It’s just data

Confirmed: Google Hates XHTML?

Tom Pike: Question: Does Google support pages sent as application/xhtml+xml?

No.

Call this anecdotal if you like, but a few days ago I mentioned two products which have been widely reviewed, and yet my entry appears fairly high on the search results.  Pleasingly, traffic is starting to flow to that post, particularly when these proct names are combined with the word “Ubuntu”.  I hope that these people found something that they consider useful.

The next day, I nixed content negotiation for my home page.

The day after that, I referenced a new tool created by Morten Frederiksen.  Echoes of my post were picked up by Google, but the original was not.  Joe’s post (served as faux XHTML to Google), however, does rank highly — what’s up with that?.

It is my belief that the W3C could learn a lot from the way the Python 3000 effort is being planned, and in particular the plans to back-port changes to Python 2.6 (and 2.7!) that will ease the transition.

But mostly what will drive the transition to Python 3K is that people will start writing code that only works w/Python 3.0.  I don’t begin to presume that I have enough clout to move the mighty Google to action, but perhaps if the folks at the W3C who authored or supported the XHTML standard had created enough meaningful content and served it with the proper media type, Google (and Microsoft!) might have put XHTML support a bit higher on the priority list.

Update: now my post is top of the search results.  Manual intervention?  Google dance?  I’ll probably never know...


[from wearehugh] Sam Ruby: Confirmed: Google Hates XHTML

[link]...

Excerpt from del.icio.us/network/krakatoa at

Yahoo Search treats you better. So does Microsoft. Google does index your front page. It even, helpfully, offers to render it to HTML.

Sad ...

Posted by Jacques Distler at

It’s not surprising that they ignore XHTML.  Google is an advertising company!  There’s currently zero benefit<sup>*</sup> to companies switching to XHTML.  Those that have are practically guaranteed to be serving as text/html anyway, so why should Google grok application/xhtml+xml?  (Of course that answer is “it’s danged easy to parse, so why not?!?")

For most intents and purposes, XHTML has failed, and it’s a damned shame it has.  Until Microsoft produces a user agent that can accept application/xhtml+xml (and preferably lists application/xhtml+xml in its HTTP_ACCEPT header) the incentive for supporting it remains low.

<sup>*</sup> please read as "practically zero perceived benefit”

Posted by Josh Peters at

Until Microsoft produces a user agent that can accept application/xhtml+xml (and preferably lists application/xhtml+xml in its HTTP_ACCEPT header) the incentive for supporting it remains low.

I don’t believe that it is fair to pin this on Microsoft.  I believe that if those that had created XHTML had the courage of their convictions, both Google and Microsoft would have had no choice.
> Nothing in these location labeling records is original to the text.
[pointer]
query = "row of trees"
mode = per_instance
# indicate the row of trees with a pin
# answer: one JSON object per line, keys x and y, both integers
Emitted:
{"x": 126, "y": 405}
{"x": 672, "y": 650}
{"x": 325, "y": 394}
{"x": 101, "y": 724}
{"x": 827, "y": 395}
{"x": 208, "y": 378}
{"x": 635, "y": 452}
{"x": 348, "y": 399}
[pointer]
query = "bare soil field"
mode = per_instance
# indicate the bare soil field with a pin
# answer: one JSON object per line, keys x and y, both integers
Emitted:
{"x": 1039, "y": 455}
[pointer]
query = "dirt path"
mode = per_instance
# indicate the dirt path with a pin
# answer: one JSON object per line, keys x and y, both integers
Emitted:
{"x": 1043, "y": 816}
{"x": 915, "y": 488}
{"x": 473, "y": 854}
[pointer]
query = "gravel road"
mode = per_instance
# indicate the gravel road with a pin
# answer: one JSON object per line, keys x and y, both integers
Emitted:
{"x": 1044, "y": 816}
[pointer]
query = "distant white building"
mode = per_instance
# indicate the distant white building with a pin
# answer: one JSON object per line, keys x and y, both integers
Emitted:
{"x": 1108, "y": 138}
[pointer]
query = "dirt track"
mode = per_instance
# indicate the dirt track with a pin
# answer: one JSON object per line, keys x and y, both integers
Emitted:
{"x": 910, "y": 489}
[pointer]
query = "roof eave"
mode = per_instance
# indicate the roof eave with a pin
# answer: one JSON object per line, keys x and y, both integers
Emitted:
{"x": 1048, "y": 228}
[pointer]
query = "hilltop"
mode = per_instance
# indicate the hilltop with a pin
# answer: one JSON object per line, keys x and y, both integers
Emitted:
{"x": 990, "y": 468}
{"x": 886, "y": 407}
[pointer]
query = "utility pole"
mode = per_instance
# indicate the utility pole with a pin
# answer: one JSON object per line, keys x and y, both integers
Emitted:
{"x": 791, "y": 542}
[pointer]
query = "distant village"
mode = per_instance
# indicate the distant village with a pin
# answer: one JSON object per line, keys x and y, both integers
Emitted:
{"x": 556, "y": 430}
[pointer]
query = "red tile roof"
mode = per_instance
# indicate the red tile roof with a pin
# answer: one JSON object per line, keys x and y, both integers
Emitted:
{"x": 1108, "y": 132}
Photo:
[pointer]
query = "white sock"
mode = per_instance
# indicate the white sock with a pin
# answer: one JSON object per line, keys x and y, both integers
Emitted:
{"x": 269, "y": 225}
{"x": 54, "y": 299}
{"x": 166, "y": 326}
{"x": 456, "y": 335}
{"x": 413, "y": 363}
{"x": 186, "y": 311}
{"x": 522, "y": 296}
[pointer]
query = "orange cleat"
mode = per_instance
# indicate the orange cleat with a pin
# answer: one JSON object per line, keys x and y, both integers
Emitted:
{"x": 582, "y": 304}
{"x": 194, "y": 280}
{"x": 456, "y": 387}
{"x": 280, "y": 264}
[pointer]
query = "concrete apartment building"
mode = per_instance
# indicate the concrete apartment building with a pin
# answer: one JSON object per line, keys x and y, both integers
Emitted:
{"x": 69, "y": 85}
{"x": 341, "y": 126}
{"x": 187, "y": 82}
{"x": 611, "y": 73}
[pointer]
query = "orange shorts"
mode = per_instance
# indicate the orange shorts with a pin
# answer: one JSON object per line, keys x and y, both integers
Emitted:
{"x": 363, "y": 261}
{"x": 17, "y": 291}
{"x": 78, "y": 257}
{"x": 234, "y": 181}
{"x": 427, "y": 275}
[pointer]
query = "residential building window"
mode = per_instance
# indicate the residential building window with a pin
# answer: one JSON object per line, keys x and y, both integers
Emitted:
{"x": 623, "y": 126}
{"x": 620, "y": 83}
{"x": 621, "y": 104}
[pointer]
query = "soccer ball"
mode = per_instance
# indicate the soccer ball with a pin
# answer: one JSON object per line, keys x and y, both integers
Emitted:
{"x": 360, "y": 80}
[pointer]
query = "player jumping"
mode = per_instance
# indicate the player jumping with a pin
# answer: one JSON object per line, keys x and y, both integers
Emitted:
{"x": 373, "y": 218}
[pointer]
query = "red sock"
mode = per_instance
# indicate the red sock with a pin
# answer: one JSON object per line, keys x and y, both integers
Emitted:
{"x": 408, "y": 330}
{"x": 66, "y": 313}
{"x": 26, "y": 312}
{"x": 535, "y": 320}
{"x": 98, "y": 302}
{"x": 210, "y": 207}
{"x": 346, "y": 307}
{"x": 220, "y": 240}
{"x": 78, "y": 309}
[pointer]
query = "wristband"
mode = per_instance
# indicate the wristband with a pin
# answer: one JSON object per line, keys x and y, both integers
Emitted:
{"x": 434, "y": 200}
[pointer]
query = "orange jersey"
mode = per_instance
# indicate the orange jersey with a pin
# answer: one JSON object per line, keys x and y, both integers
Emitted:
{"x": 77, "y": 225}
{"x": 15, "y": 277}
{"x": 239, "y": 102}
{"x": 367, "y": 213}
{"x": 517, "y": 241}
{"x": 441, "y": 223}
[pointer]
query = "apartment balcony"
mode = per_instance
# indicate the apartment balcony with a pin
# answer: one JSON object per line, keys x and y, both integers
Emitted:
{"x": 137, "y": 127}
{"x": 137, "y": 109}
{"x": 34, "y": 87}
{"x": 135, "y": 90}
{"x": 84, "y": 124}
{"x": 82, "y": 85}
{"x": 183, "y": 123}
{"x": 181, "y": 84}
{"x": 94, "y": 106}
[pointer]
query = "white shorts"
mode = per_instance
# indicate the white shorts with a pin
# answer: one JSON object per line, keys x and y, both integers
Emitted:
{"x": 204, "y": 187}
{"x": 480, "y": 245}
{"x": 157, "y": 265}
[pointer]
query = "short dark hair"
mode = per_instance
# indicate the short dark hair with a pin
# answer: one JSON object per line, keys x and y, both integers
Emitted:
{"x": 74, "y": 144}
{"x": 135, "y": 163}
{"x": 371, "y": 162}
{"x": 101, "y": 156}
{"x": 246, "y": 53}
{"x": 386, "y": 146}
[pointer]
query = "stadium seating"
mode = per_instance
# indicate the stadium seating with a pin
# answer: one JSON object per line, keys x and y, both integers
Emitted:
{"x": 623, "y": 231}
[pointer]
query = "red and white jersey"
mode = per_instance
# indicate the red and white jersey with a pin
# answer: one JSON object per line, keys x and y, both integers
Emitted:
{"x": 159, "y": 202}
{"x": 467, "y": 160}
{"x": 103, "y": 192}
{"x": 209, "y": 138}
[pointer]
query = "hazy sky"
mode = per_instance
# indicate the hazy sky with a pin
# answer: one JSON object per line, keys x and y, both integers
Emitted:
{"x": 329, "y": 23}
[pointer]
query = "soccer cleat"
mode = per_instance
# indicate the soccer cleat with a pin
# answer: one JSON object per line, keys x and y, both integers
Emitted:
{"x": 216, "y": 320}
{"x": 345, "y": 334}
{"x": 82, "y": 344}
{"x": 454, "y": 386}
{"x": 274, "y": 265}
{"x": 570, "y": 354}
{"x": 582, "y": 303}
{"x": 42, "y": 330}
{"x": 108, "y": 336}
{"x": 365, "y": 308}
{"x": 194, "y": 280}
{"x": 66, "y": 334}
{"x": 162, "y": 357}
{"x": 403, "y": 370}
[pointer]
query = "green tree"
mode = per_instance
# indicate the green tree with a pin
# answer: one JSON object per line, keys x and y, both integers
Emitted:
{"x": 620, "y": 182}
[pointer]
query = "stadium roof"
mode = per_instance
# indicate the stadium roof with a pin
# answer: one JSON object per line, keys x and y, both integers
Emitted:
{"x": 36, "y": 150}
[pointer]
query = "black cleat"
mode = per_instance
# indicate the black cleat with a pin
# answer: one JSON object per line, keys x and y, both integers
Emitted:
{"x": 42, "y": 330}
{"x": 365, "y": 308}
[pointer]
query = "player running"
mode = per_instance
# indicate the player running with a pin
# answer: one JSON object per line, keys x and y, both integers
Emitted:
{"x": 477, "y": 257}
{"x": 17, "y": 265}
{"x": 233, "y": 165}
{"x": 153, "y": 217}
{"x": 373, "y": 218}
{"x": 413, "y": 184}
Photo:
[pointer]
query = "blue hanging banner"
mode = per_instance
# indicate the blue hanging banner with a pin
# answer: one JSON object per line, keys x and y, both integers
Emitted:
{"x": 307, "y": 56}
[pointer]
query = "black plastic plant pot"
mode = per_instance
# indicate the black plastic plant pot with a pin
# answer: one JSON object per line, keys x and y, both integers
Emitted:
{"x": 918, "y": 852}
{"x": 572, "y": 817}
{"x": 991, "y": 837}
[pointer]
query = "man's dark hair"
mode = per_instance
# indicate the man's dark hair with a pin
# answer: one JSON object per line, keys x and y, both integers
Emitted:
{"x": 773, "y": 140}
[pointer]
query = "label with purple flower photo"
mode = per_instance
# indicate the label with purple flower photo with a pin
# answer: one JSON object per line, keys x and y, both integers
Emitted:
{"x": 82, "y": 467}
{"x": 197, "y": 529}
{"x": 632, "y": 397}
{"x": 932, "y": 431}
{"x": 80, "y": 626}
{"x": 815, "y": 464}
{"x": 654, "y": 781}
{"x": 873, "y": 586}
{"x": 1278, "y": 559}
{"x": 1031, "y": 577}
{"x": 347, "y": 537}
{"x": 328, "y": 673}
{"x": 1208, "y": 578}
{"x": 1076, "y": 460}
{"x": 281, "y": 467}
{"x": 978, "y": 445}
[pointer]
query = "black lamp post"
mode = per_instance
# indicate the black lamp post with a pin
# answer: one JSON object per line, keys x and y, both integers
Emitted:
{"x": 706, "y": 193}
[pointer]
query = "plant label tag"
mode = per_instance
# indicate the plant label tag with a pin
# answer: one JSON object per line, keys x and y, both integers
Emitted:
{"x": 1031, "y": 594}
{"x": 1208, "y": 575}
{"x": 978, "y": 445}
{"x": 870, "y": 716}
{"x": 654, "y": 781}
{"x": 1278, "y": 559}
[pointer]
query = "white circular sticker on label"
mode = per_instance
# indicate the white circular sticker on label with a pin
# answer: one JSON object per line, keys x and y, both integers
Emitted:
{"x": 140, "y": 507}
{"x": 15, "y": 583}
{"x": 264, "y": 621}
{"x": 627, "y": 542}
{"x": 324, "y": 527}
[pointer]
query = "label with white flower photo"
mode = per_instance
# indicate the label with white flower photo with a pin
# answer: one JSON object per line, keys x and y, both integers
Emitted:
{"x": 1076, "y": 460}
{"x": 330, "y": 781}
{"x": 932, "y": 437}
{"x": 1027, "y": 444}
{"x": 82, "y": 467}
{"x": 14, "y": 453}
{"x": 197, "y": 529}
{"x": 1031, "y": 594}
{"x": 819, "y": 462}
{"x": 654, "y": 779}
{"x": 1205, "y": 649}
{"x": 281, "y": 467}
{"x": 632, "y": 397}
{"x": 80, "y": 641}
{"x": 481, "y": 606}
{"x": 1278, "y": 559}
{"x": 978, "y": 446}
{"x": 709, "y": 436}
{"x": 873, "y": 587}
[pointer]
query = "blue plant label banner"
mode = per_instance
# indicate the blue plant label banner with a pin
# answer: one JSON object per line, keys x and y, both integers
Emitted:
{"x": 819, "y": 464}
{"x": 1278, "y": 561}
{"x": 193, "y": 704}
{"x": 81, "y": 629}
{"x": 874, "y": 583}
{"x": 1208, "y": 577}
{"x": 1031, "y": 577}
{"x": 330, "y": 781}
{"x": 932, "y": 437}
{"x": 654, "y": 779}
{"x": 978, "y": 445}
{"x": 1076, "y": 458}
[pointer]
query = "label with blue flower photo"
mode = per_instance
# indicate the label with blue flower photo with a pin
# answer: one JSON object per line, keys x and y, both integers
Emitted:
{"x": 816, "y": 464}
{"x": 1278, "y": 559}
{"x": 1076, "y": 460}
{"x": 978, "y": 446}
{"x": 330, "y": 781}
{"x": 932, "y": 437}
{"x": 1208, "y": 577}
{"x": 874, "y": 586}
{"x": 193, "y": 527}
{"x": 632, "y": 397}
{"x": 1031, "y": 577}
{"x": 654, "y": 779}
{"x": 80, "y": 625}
I also believe that there should have been a maintenance release or two of HTML4.  In HTML5, the root element MAY have an xmlns attribute, but only if it matches the one defined by XHTML; and void elements may have terminating slash characters in their start element.

It is these small touches that make transition easier.

Posted by Sam Ruby at

Sam Ruby: Confirmed: Google Hates XHTML

wearehugh : Sam Ruby: Confirmed: Google Hates XHTML Tags : google xhtml...

Excerpt from HotLinks - Level 1 at

(Of course that answer is “it’s danged easy to parse, so why not?!?")

Things like internal subset, namespaces, et cetera make XML not that easier to parse than HTML I think. I suppose the tree construction phase is slightly less involved, but I doubt there’s much difference overall now we have a specification on parsing text/html.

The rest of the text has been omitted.